[4749] in WWW Security List Archive
RE: Latest Java hole is Netscape/Sun only
daemon@ATHENA.MIT.EDU (Phillip M. Hallam-Baker)
Mon Mar 10 15:03:48 1997
From: "Phillip M. Hallam-Baker" <hallam@ai.mit.edu>
To: "'Thomas Reardon'" <thomasre@microsoft.com>, "'Tazman'" <taz@kensico.com>,
"schemers@stanford.edu" <schemers@stanford.edu>
Cc: "'Bob Denny'" <rdenny@dc3.com>,
"'WWW Security List'"
<WWW-SECURITY@ns2.rutgers.edu>
Date: Mon, 10 Mar 1997 12:57:31 -0500
Errors-To: owner-www-security@ns2.rutgers.edu
>Java is open and platform independent. Java has been tested and review by many
>security expert and researchers.
>Let be clear: Java is platform-independent to some extent (I mean, you
>need similar hardware, 256-color graphics, etc for just about every
>'plaform' JDK 1.1 works on), but IT IS NOT OPEN. It is proprietary Sun
>technology. I am not trying to shift the argument, but I want that on
>the record since we are constantly getting beaten up on what is open vs.
>closed.
I was present when we did a security review of Java here at MIT
about a year ago. We had two engineers down from Sun to talk
about it (one of them used to be in my group here at MIT). Present
were Ron Rivest and Butler Lampson of Microsoft (and adjunct Prof.
at MIT).
On the whole there were very few people present that had much
confidence in the Java sandbox. The difficulty of implementation had
already been made clear by a number of security failures and the
central paradox remained, the sandbox approached stopped an applet
affecting anything that _mattered_ meaning that it could do nothing
that mattered. To do usefull work you had to let the applet outside the
sandbox.
The who+what solution would be preferable. Of these the Who part is
significantly easier than the What. People have been thinking about
the who issue for years and there are companies such as Verisign
who can provide infrastructure under contract. While the actual solution
deployed is not actually "who" but a certification of an identification
process this is a detail that most people don't have to worry about.

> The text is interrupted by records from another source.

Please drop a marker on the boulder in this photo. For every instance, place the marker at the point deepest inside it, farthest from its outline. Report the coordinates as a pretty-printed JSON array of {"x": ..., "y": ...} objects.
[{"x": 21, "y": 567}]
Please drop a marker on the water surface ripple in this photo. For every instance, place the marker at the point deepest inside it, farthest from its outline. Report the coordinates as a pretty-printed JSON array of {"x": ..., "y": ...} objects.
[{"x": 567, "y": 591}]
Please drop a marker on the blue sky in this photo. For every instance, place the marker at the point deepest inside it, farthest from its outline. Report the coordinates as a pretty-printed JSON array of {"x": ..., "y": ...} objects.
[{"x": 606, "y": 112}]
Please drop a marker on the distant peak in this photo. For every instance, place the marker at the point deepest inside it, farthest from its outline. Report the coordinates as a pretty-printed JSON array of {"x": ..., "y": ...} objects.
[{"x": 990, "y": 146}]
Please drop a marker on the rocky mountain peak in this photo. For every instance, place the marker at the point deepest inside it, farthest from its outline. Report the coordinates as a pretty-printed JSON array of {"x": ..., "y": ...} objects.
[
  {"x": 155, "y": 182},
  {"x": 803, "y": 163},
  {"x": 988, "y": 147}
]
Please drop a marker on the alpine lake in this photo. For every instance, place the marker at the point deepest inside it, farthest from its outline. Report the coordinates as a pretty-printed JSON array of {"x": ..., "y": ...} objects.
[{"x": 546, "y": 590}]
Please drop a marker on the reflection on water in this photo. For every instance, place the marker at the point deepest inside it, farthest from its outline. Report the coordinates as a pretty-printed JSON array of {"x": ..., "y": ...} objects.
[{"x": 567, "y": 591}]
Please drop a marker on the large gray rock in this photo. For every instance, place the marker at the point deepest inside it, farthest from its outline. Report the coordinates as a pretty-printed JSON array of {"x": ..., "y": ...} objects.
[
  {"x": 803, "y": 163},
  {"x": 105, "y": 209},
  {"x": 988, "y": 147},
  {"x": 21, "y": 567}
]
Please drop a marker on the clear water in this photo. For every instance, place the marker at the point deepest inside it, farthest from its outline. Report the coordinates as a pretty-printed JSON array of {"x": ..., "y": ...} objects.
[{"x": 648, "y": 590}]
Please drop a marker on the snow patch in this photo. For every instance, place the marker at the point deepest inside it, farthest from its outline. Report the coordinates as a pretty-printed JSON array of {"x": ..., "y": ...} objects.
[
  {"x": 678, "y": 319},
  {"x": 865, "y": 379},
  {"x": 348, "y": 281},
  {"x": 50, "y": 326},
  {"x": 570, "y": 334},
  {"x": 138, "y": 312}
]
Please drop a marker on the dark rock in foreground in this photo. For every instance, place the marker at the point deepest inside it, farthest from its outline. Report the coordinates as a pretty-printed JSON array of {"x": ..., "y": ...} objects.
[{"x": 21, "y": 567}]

To do the What and make it work the only credible approach in my
view is to use formal methods to prove the scurity properties of the
system. A computer language is simply too complex to be considered
without some powerful tool. Mathematics is that tool.
Unfortunately we are far from a formal treatment of that area. What little
work has been performed in the area of formal demonstrations of
security is far from complete.
The second major problem is that there are few examples of applying
formal methods to large or even medium sized projects. I'm not sure that
the meta-synthesis approach I developed at ZEUS* could be applied in
this instance. At the very least developing a formal treatment of resource
access would be very difficult.
It is possible that some compromise between formal and informal proofs
could provide a system in which a high degree of confidence could be
placed. This is a considerably harder problem than the Who issue.
While I dispute Thomas's earlier assertion that "software will always have
bugs" - we can prove the contrary for significant parts of ZEUS, we do not
as yet have a technology which allows us to treat security in a formal
manner.
Phill
* ZEUS Zearch to Elucidate Underlying Symmetry, one of the two
experiments on the HERA proton/electron collider at Hamburg. ZEUS
is the largest embedded computing system in the world with a
data bandwidth of 6Tb/sec. ZEUS and its sister experiment H1
recently announced evidence of a fifth force through proton/positron
events that demonstrated the existence of leptoquarks.